Lettre au Préfet de l’Aisne.

Le Collectif 2035 a fait parvenir cette lettre au Préfet de l’Aisne

Monsieur le Préfet,

Le collectif 2035, très soucieux du projet de poulailler industriel à Cœuvres-et- Valsery, vous prie de bien vouloir prendre en considération les points suivants :

1) Le permis de construire a été voté et attribué sans la présentation de l’évaluation environnementale qui était demandée par les services de la Dreal.
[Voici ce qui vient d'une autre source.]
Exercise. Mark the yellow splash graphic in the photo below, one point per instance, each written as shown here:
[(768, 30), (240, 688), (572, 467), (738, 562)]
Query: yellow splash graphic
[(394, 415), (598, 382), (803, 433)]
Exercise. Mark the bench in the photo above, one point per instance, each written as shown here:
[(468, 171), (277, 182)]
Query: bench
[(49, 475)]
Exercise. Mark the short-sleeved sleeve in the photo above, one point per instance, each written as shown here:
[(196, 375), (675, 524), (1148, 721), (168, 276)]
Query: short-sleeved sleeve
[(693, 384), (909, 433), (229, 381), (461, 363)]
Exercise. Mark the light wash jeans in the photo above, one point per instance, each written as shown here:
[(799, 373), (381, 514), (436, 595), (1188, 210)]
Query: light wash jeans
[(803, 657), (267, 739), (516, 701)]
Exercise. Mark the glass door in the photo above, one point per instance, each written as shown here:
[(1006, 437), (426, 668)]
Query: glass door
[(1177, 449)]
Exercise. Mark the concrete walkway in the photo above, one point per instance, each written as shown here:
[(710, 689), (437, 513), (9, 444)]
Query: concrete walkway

Il est curieux que les services de l’unité ICPE de la DDT de la préfecture aient émis un avis favorable sur ce permis (17 août 2017) alors que la consultation publique n’avait pas eu lieu et que l’Autorité environnementale soumettait quelques jours après (21 août 2017) ce projet à évaluation environnementale.

2) Les conseils municipaux des communes concernées par les épandages se sont prononcés contre ce projet.

La proximité du Rû de Retz et la forte pente en limite du terrain du parcours des poules, propice au ruissellement vers le village, inquiète quant à la pollution de ses eaux et des terres en aval qui pourra facilement atteindre la ZNIEFF de la vallée du Rû de Retz et de ses affluents.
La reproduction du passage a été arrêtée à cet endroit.